Data

# Read the data in
inaug_dat <- read_csv("inaug_speeches.csv") 

# Clean it 
dat <- 
  inaug_dat %>% 
  transmute(president = str_to_lower(Name) %>% str_replace_all(.," ","_"),
            address = case_when(
                str_detect(`Inaugural Address`,"First") ~ "first",
                str_detect(`Inaugural Address`,"Second") ~ "second",
                str_detect(`Inaugural Address`,"Third") ~ "third",
                str_detect(`Inaugural Address`,"Fourth") ~ "fourth",
                T ~ "first"),
            date = as.Date(Date,"%A, %B %d, %Y"),
            year = lubridate::year(date),
            length = str_count(text),
            text = text)

# Adjust for one problematic date
dat[dat$president=="bill_clinton" & dat$address=="second",]$date = as.Date("1997-01-20")
dat[dat$president=="bill_clinton" & dat$address=="second",]$year = 1997

head(dat)



Questions



(1) Do speeches get longer over time?



(2) Who was the most/least verbose?



(3) Convert text to tidy format.

  • tokenize using words as the fundamental unit.
  • Remove all stopwords
  • Remove all digits.



(4) What are the 30 most frequent words used across all inaugural speeches? Please present this information as a bar plot.
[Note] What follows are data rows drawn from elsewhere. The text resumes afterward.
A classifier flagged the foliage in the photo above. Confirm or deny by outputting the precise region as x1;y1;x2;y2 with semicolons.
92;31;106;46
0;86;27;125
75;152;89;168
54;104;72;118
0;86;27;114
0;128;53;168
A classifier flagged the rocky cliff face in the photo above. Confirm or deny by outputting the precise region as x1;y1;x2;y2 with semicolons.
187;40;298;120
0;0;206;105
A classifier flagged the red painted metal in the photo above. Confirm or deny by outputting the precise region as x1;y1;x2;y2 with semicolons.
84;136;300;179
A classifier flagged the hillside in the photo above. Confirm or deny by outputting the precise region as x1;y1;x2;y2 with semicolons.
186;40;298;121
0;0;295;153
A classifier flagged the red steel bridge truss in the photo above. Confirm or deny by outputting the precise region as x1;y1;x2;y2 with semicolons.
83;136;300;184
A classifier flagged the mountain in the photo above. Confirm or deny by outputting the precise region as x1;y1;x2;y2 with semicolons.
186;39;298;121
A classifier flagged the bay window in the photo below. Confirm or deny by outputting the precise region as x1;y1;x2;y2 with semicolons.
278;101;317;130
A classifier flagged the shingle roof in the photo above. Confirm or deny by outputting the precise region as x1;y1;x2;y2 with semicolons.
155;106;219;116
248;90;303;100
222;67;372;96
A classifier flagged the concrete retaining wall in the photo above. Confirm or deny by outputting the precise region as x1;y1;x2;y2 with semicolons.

(5) Remove the top 30 most common words from the inaugural speech data.

Treat these as stop words that are particular to inaugural speeches (i.e. every president uses these words).



(6) What are the top five words that are most unique to each president’s inaugural speech in their first term? Please present this information as a faceted bar graph.



(7) On Average, which president’s inaugural speech is most “positive”? Which is most “negative”?



(8) Of presidents elected into a second term of office, are they more positive in their second inaugural speech vis-a-vis their first on average? Plot this information as a graph of your choosing.

Note: Don’t consider FDR’s third and fourth inaugural speeches.



(9) Run a topic model on the inaugural speeches setting k (the number of topics you’re looking for to 5). Try and interpret the output.